Мэгги продолжила собираться: побрызгалась духами, подвела черным глаза, подчеркнула свои длинные ресницы, нанеся на них несколько слоев туши.
– Уверена, что с тобой одной ничего не случится? – обеспокоенно уточнила Соня.
– Ну а что со мной может случиться такого уж страшного? – рассмеялась Мэгги. – Я здесь выше всех на голову. Если что, всегда смогу убежать.
Соня знала, что Мэгги не шутит: она мало кому по зубам, и за ее безопасность можно не переживать. Мэгги была самой независимой из всех Сониных знакомых.
Соня снова погрузилась в дрему. В половине десятого Мэгги была готова на выход.
– Я собираюсь перехватить что-нибудь по дороге. Точно присоединиться не хочешь?
– Нет, честно. У меня одно желание – выспаться. Увидимся утром.
Вторую ночь подряд Соня наслаждалась покоем на своей односпальной кровати. Хотя с улицы продолжали долетать кое-какие звуки, в самой комнате царило сказочное безмолвие. Ей нравилось предвкушение своего одиночества, сознание того, что никто не нарушит ее душевное умиротворение.

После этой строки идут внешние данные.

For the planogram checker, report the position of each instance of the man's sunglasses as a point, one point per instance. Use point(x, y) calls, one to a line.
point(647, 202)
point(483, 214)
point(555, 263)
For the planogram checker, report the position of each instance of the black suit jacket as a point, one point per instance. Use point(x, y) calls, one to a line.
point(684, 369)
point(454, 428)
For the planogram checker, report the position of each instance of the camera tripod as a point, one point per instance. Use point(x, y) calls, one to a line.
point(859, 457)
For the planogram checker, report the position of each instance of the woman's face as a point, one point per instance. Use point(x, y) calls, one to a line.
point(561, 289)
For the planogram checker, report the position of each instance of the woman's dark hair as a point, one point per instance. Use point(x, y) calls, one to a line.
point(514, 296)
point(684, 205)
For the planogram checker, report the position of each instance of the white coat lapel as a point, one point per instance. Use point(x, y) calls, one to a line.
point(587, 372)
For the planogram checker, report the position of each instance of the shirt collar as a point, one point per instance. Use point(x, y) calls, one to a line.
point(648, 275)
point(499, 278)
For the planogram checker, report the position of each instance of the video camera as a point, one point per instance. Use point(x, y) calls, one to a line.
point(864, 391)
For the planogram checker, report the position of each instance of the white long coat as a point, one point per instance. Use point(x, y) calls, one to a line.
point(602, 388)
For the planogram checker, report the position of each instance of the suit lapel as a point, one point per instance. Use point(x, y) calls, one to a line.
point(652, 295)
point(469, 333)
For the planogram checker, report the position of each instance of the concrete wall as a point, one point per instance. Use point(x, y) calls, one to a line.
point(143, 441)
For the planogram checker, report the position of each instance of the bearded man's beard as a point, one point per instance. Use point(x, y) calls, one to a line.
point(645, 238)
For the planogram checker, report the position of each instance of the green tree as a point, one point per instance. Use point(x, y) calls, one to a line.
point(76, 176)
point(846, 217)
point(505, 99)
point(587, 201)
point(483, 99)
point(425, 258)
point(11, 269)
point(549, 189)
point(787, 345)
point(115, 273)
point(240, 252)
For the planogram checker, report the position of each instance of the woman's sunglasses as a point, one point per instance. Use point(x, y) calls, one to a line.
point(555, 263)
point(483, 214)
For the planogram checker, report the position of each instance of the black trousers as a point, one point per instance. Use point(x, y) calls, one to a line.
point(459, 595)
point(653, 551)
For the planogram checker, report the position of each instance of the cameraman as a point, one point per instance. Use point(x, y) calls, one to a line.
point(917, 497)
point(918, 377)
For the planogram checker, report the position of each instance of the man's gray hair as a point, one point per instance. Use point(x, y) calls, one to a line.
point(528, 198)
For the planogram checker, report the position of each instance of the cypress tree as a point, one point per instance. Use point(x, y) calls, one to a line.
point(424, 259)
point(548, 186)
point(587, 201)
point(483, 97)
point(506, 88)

Все это было так не похоже на те ночи, когда она, уставшая после бесконечно долгого рабочего дня, отправлялась спать пораньше, а потом лежала в напряженном ожидании, гадая, когда Джеймс заявится домой. Раз-другой в неделю он, пошатываясь, вваливался через парадный вход часа в три или четыре ночи, и, когда захлопывал за собой дверь, ее витражные стекла сотрясались от удара. Потом он на заплетающихся ногах взбирался на второй этаж и падал, как был, полностью одетый, на кровать, выдыхая смрад вечерней неумеренности. Для нее отвратительнее всего был даже не секс – быстрый, грубый, такой, который легко можно было стереть из памяти, – случавшийся между ними изредка, когда он пребывал в таком состоянии. Ее мутило от гадкого кислого запаха его перегара. Ничто в этом мире не вызывало у нее такого омерзения, как эта вонь; Соню воротило от лежащей рядом с ней неразличимой в темноте громадной туши, сотрясающей тишину спальни своим храпом. Наутро обычно не обнаруживалось и намека на последствия его ночных возлияний. Казалось, у Джеймса имелась способность вставать в шесть часов без малейших признаков похмелья, принимать душ, облачаться в свой обычный для Сити деловой костюм и отправляться на работу с той же пунктуальностью, с какой он проделывал все эти действия в любой другой день. Как будто он не отдавал себе отчета в том, что произошедшее накануне выбивалось из общепринятого порядка вещей. Окружающие тоже ни о чем не подозревали. Со стороны они с Соней выглядели идеальной, словно сошедшей с картинки супружеской парой. Такова была их сказка для посторонних.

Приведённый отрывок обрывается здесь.